Anything you catch, you land. No waste. No waste at all. And then it gets clever—if you land too much haddock, for example, by law you can buy that extra quota from someone who’s not fished enough haddock, who has quota to spare. So gradually the bad skippers are
bought
out—only the Jasons survive. So they have fewer, more efficient boats—and there’s more money for those boats, and more money for government-funded patrol vessels. In their 200-mile territorial limit, within their very own exclusion zone, there’s
real
control, benign regulation if you like, because it’s strict but fair. Every skipper can see the sense of it. There’s no
point
in a grab-it-now, ghastly, destructive EU free-for-all. The young stocks are monitored,
really
monitored. There are
lots
of inspectors like I used to be—enough to go aboard any trawler they want, whenever they want, and if more than a quarter of the fish in a random sample they measure on board are under-size, then that whole area, the current nursery area, is closed to fishing. And that is why, Redmond—that’s why every night Iceland Air flies cargo planes into Heathrow packed with full-sized cod for the UK fish and chips!”

“Far out, man,” muttered Sean, just loud enough for me to hear. “Get it on, baby, because right now I need a joint, know what I mean? A stiff joint, well inspected, full-size, 2 feet long!”

THE LONG HAUL
, or rather the long gutting of the absurdly productive short haul, was over—there was nothing coming up on the conveyor so Robbie switched it off; Luke went to hose out the hopper. “Redmond! Take a look at this!” came his shout (but not
with real excitement, not as if he was confronting an almost-sea-bat). “You’ll like this!”

Expecting some minor curiosity, I stepped into the stainless-steel hopper, right leg first, over the sill—and stopped. My left leg (despite its outer oilskin protection, its inner high yellow rubber sea-boot complete with steel toe-cap) refused to follow. From my brain it received the down-both-legs forked message before I did. It already knew that my right leg, at the level of the lower shin, was one engulfing snap away from a permanent goodbye to a length of oilskin, one half of a right yellow welly complete with its toe-cap of steel, one still flexible ankle and a perfectly usable right foot.

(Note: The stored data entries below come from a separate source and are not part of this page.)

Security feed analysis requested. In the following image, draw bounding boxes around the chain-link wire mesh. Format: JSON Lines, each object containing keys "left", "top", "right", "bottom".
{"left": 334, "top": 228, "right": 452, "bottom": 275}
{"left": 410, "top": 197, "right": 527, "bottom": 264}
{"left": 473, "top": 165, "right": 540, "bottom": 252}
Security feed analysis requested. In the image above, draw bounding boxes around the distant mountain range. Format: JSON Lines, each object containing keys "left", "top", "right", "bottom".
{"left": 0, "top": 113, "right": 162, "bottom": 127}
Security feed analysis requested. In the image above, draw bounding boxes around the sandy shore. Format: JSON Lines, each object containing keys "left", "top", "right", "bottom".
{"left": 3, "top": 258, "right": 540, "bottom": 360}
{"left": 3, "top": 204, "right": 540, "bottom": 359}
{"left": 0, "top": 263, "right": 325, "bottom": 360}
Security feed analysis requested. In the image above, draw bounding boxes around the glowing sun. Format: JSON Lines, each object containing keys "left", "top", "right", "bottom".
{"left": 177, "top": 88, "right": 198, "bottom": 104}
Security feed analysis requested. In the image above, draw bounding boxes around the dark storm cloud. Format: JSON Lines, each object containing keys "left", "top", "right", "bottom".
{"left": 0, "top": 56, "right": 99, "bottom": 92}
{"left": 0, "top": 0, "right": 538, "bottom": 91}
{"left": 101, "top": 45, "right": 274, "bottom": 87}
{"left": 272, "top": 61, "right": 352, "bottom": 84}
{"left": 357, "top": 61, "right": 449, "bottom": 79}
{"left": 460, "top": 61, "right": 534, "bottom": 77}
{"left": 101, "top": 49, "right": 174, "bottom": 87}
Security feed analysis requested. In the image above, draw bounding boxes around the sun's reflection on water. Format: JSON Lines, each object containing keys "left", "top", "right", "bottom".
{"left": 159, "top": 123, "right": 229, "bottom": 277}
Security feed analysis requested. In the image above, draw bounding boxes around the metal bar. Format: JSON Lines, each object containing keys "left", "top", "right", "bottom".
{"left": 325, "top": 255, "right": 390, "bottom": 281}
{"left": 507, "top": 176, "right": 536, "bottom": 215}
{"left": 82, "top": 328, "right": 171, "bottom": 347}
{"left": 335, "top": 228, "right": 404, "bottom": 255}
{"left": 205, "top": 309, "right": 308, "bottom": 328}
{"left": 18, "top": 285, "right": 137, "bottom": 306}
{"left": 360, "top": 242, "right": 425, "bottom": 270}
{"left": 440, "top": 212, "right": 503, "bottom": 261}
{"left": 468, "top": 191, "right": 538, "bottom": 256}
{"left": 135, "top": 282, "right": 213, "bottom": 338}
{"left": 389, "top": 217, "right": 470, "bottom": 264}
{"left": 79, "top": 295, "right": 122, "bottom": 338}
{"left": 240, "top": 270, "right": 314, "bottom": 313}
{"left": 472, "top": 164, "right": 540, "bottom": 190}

Because six inches from my right shin was a three-foot gape of mouth; and the inside of this mouth was black; the outer lips were black; the whole nightmare fish, if it was a fish, was slimy black. The rim of the projecting lower jaw was set with shiny black masonry nails, points up, all vertical, not one out of line—a mix of one-inch, half-inch and quarter-inch masonry nails, waiting. Above them, beneath the drawn-back curve of the upper lip, curling up to a snarl below the centre of the broad black snout, there was a complementary set of masonry nails, points down, waiting. And between the globular black eyes, wide apart, fixed on me, were a couple of long black whips, wireless aerials… And, very obviously, there was only one thing on the mind of this monstrous something—it wanted to
eat.
And it didn’t look, to me, as if it was a picky eater. Discrimination, taste,
haute cuisine,
no, that was not its thing. Not at all…

“Aieee!” shouted Luke, creasing up, two blue-gloved hands across his ridiculously flat stomach. “Aieee!” he shouted, straightening, trying to get a grip on himself, failing, creasing up again. “It’s dead!” he yelled. Luke was laughing, really laughing, which was unnecessary, you know; it was
stupid
of him. “It’s dead! Redmond! It’s dead! Aye! Bad dreams? Eh?” And for some reason he snatched off his silly blue woolly hat and stuffed his face right into it. “An anglerfish!” he shouted, muffled. “Nothing but a common anglerfish!” His eyes, bright with laughter, appeared
above the blue woolly stupid comforter of his hat. “Aye! A whopper! I’ll give you that—a real whopper!”

ONCE I’D GOT
my left leg over the sill, and Luke had begun to behave like an adult again (sort of), between us we lugged the 5-foot length of pure horror out of the hopper (Luke lifted the massive head, the bulbous holding-sack of body, and I helped, holding the tail, right at the end). After all, I thought, my heart still thumping, it’s all very well, but Christ, the damn thing nearly killed me—abject fright, OK, but so what?—Just stop laughing, will you?—After all, Luke, it’s all your fault, it really is… We slopped the giant terror into a white plastic fish-box (one of the two boxes loose in the fish-room, boxes which rode the wash from the incoming, outgoing sea, port to starboard, starboard to port, all day, all night, forever). And Luke lashed it to his specimen basket.

“That was
great!”
he said, more or less in control. “I
knew
we’d have fun, you and I!”

The monster was too big to fit in the box: even with its powerful tail bent into a semicircle, its broad head reared up above the rim; and its eyes, even though I now knew they belonged to a mere anglerfish, seemed not one whit less malign. Three or four inches behind its hypnosis-inducing globular pond of a right eye were two growths, one the size of a chicken’s egg, the other, an inch to its left, an emergent bud no bigger than the egg of a blackbird. Both eggs were fertilized; and they’d shed their shells—they were a dull orange-yellow filigreed with the red traceries of blood vessels.

So
this
is an anglerfish, I said to myself, well, so what, it doesn’t look in the least like its comforting little picture in my
Collins Pocket Guide, Fish of Britain and Europe—not emotionally,
that is, it doesn’t prepare you for the shock of the real thing, not when it’s about to take your ankle right off, and I’m fond of my ankle, it’s mine, and besides …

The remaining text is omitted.